Anyhow, that was a complete side-issue, but certainly one of the hypocrisies I've been trying to point out to my mother for years now (all the JW issues feed into other issues, as a single lie, regardless of what it's about, is enough to call the whole organisation into question). My mother and I have a lovely relationship, in that she still talks to me (because I never got baptised, therefore never got disfellowshipped), and though she can't technically call me an "apostate" she's encouraged by her close network of JW friends not to associate with me. But she does. She's a beautiful lady. I'm worried for her, and it's infuriating to encounter this particularly painful issue, and the awful realisation about what it means for her in terms of giving herself the best chance to rid herself of cancer. They will pursue chemo if they are able (they need to do a laparoscopy to determine what kind of cancer it is), and they hope that the chemo will shrink the cancer enough so that they can do a more conservative operation without needing to use blood.

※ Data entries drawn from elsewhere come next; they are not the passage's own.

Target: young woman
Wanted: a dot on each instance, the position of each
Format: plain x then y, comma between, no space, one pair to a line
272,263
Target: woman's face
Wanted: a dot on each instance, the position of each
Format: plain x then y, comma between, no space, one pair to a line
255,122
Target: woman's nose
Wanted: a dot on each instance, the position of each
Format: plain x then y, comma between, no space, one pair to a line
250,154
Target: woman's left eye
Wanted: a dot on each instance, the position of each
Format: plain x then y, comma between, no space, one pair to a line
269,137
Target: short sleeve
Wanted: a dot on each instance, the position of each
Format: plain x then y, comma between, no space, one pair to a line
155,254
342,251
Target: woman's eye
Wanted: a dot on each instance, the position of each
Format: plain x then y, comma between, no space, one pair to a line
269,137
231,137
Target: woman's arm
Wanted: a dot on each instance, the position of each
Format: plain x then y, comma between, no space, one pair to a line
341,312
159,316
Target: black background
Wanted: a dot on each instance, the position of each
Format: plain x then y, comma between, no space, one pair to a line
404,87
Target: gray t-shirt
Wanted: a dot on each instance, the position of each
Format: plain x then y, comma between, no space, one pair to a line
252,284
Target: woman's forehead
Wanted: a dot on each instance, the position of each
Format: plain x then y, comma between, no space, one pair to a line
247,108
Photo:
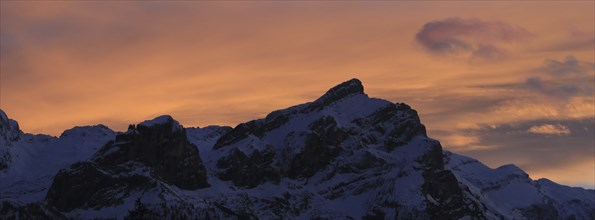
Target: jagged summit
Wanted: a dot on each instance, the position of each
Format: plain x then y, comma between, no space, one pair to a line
347,88
342,156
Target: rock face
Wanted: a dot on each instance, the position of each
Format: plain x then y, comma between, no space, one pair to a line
342,156
147,154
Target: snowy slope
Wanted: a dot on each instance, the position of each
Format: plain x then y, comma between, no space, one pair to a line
35,159
509,193
342,156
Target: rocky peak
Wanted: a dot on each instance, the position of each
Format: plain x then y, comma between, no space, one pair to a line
345,89
87,131
159,146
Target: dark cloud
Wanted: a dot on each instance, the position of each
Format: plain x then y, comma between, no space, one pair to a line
535,151
479,39
562,79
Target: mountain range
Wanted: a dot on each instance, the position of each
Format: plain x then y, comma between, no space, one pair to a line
342,156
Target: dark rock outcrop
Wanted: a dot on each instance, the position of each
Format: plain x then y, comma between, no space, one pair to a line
9,133
151,152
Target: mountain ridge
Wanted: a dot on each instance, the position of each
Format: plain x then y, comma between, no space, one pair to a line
344,155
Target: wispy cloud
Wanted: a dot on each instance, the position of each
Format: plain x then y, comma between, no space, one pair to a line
555,129
472,38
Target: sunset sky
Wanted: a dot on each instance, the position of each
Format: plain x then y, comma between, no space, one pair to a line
503,82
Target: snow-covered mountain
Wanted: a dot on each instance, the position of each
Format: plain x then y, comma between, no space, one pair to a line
342,156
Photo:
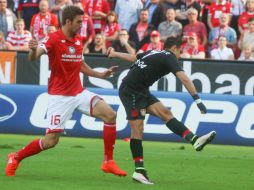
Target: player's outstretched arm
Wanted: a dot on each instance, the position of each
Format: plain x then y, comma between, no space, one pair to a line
128,57
35,51
88,71
188,84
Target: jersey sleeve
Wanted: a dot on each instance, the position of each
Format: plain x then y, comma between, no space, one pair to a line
140,55
173,64
47,43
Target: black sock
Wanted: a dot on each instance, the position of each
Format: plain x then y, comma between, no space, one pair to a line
137,153
180,129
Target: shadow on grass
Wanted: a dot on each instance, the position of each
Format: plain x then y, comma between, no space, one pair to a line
5,146
77,146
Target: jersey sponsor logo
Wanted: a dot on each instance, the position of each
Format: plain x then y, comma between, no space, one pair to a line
77,42
140,64
72,50
143,112
10,108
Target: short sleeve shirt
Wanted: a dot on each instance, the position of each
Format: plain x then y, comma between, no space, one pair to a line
150,67
65,59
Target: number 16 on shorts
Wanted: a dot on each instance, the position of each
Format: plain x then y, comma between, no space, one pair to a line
55,119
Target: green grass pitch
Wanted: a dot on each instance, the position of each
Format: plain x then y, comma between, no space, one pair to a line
74,164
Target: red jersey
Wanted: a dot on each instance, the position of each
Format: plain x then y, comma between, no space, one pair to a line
87,29
243,20
18,40
216,10
65,59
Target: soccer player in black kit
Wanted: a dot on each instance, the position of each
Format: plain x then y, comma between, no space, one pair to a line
135,96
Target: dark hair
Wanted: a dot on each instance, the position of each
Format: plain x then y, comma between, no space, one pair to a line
70,12
171,41
114,14
251,19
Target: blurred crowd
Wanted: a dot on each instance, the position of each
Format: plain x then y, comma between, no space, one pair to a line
215,29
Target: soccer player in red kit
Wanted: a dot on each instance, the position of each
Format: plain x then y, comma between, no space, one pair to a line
66,94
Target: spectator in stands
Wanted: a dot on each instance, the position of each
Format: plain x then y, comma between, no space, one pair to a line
151,6
247,54
181,10
223,30
222,52
159,14
26,10
7,18
195,26
87,31
170,27
170,4
51,29
42,20
238,7
97,10
123,44
128,12
154,44
97,46
112,4
3,44
245,16
248,36
58,7
19,38
215,11
111,28
192,49
140,31
205,10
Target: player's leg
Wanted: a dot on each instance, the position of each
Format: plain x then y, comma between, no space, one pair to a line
33,148
135,104
159,110
92,105
140,173
103,111
57,114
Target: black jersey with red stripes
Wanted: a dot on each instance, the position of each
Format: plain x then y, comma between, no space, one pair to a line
149,67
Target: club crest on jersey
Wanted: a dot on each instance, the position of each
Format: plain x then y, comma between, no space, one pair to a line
71,50
143,112
77,42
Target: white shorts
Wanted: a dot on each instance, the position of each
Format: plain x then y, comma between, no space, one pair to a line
61,108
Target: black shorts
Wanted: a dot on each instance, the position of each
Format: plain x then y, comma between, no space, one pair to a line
136,102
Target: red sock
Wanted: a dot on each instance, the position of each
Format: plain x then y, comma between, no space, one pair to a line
31,149
109,137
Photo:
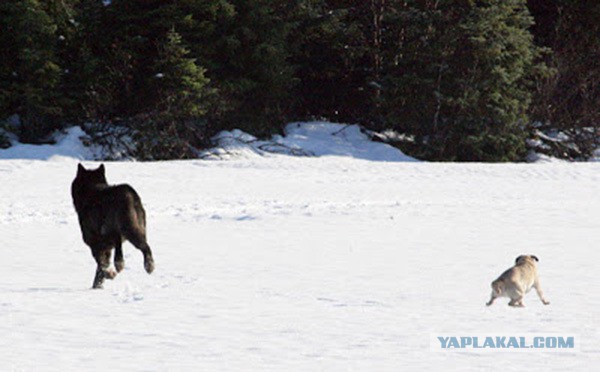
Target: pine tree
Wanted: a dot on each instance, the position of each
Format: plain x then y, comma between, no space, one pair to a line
570,99
463,86
251,68
176,125
330,54
29,69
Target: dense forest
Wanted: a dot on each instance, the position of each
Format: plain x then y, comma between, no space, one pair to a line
462,80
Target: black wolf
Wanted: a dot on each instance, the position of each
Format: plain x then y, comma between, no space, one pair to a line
109,215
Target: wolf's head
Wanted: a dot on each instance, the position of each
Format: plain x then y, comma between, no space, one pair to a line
85,183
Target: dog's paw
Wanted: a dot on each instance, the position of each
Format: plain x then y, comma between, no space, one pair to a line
110,274
149,265
119,265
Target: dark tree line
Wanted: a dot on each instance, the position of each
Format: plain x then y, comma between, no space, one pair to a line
464,79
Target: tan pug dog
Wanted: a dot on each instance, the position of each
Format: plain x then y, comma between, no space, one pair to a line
515,282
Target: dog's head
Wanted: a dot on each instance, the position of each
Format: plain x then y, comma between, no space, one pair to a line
91,177
85,183
526,258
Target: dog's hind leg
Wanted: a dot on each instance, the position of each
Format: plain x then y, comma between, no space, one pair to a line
138,239
492,299
119,261
102,271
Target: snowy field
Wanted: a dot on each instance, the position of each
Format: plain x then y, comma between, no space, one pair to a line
274,262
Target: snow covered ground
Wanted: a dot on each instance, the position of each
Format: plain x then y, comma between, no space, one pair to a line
299,263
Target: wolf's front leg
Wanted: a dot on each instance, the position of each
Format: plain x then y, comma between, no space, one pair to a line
102,271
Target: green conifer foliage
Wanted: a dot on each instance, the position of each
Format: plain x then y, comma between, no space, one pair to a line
29,70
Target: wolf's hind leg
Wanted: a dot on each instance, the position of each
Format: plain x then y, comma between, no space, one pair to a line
102,271
138,239
119,261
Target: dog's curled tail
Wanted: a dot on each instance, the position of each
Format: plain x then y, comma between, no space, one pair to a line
497,287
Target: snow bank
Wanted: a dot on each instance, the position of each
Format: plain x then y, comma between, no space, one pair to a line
68,146
306,139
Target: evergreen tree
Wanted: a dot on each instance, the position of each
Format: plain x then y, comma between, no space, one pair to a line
570,99
329,52
29,70
251,68
464,84
175,126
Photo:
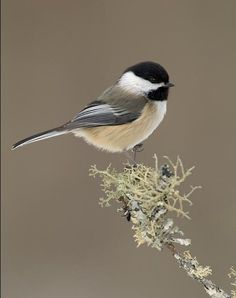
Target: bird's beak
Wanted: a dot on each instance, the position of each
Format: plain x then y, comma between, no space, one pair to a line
168,85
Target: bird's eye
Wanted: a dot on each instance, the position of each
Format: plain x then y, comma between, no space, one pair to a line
152,79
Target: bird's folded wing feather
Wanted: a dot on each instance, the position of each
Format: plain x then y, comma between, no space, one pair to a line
115,112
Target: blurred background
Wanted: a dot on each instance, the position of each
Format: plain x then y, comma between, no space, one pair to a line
58,56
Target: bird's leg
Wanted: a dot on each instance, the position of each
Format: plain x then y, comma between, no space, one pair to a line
137,148
130,158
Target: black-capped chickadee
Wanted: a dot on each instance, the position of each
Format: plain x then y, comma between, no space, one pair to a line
124,115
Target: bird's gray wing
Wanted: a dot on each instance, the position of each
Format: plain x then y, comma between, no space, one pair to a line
116,111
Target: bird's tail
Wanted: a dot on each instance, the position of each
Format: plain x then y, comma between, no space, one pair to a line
41,136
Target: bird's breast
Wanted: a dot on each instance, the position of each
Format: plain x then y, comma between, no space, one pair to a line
118,138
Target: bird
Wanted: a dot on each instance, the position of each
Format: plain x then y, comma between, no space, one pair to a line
123,116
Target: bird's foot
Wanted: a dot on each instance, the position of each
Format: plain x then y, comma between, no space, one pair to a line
137,148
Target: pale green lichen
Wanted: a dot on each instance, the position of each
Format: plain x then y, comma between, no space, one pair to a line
196,270
147,195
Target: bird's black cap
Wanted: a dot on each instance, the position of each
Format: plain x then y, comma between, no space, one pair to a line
150,71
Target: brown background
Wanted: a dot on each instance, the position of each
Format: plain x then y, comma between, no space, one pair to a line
57,56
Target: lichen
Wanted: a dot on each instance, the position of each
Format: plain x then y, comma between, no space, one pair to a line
148,195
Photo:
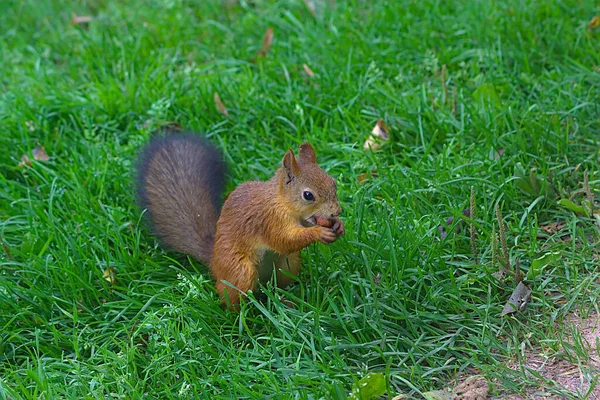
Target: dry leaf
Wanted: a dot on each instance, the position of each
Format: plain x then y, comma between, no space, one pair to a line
311,6
378,135
473,388
267,41
518,299
308,71
7,251
362,178
39,153
220,106
109,275
81,19
553,228
25,161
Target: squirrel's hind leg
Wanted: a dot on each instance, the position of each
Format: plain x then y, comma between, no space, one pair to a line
240,273
291,264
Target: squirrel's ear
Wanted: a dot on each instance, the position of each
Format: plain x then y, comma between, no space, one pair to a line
307,153
291,166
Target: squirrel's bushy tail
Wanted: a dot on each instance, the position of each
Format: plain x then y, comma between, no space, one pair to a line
180,181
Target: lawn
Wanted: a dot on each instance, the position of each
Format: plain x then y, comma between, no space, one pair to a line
498,97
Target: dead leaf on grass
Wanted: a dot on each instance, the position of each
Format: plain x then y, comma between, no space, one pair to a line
109,275
6,251
220,106
25,160
553,228
363,178
438,395
267,41
308,71
518,300
378,136
311,6
473,388
39,153
82,20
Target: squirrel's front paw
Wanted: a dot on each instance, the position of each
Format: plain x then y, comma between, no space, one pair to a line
338,226
326,235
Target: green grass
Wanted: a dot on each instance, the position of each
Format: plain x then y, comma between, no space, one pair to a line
389,297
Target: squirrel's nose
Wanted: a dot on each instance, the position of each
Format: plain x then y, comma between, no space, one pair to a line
337,212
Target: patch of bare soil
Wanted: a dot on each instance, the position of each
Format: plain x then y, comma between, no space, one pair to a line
570,372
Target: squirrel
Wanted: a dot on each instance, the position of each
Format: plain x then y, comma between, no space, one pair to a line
261,226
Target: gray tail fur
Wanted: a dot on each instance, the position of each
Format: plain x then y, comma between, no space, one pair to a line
180,182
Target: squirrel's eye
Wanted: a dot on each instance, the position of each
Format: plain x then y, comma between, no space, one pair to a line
308,196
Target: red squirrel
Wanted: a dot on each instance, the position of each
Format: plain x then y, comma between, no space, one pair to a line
261,226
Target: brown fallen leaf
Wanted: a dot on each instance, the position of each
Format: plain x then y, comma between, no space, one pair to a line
311,6
6,251
362,178
39,153
378,136
552,228
220,106
518,300
473,388
81,19
109,275
267,41
308,70
25,160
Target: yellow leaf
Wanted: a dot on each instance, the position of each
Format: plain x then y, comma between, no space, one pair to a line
109,275
39,153
378,135
220,106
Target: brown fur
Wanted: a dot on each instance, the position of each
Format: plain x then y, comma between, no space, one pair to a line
256,218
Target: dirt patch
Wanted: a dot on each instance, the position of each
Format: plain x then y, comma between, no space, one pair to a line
567,371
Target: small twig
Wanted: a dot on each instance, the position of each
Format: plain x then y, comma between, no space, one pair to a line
444,85
494,247
472,227
588,193
502,231
454,101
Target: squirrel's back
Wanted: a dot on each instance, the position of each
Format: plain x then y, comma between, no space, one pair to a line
180,181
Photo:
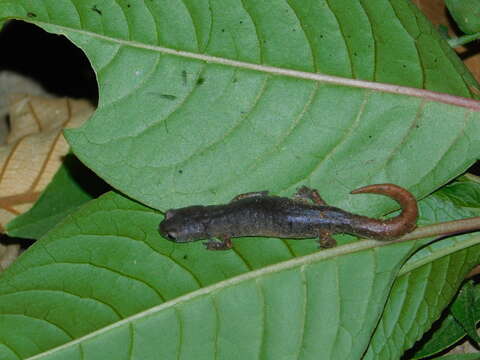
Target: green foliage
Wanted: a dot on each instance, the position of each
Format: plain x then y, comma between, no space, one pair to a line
202,100
466,14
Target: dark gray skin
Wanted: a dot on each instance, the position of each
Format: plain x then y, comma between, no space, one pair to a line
304,216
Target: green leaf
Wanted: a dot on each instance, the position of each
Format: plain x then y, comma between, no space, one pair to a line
106,263
203,100
466,14
330,301
460,357
72,186
446,332
463,309
430,278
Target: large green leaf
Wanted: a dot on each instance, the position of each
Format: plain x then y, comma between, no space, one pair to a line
104,284
72,186
201,100
430,278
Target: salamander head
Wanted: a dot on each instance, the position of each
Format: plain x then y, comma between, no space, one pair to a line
184,225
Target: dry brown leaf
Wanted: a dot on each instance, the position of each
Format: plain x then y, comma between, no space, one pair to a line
437,13
34,148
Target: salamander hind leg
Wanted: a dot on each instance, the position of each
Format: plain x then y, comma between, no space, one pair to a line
325,240
252,194
305,193
224,244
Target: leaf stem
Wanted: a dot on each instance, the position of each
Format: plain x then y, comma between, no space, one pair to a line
443,229
462,40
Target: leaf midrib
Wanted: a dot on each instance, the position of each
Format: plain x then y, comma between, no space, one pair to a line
285,265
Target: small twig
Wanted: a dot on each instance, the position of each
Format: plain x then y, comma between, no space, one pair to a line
444,229
462,40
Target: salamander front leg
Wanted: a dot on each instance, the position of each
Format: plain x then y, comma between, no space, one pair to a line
224,244
247,195
310,194
325,239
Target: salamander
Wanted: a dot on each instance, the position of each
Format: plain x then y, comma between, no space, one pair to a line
305,215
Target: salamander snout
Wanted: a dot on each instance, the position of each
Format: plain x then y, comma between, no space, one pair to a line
182,225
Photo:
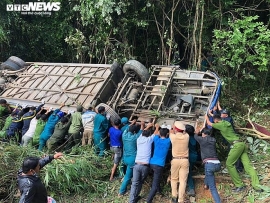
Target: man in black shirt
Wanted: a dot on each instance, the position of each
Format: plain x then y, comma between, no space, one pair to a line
210,160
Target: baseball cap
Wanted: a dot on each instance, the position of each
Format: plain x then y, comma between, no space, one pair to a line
60,114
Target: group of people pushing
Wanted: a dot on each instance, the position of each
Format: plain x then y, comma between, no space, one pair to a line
142,150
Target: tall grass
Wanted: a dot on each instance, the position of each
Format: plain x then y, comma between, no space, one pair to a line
81,172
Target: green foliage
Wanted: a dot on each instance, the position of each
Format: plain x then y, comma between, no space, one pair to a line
74,174
244,46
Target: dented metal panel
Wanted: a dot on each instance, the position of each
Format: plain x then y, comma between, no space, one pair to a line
60,83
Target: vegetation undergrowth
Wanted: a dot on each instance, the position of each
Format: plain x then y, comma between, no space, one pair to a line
81,176
81,172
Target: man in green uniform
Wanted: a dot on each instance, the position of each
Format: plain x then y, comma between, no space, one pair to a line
76,128
101,124
238,150
4,111
58,136
39,128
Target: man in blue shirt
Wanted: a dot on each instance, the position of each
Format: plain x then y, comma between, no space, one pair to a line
124,122
141,168
49,127
193,155
157,162
88,125
115,135
101,125
129,139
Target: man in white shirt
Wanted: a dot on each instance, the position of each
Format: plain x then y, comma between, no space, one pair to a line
88,124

All this being said, she's very strong, she doesn't complain, and maybe her faith is actually helping. Optimism and hope seem to be so indicative of a person's bodily health and strength, and I really think that optimistic people have a much better chance of healing than someone who believes a situation is hopeless. And ultimately, I suppose this is the need that religion fills under the guise of "spirituality." People need to have faith in something. Maybe I should leave the issue alone now, and let her be strong, let her believe that she'll see her daughter again, and let her enjoy her network of JW "support" and just be there for her. I've often thought about whether I'd be taking away her hope and happiness if I did convince her to turn away from this religion, and whether that would really be a cruelty instead of a kindness. I still can't help but think it's always better to be free, but maybe that's just me. I'm sure she believes she's already free, and maybe she is.
Thank you, anyone who has bothered to read this.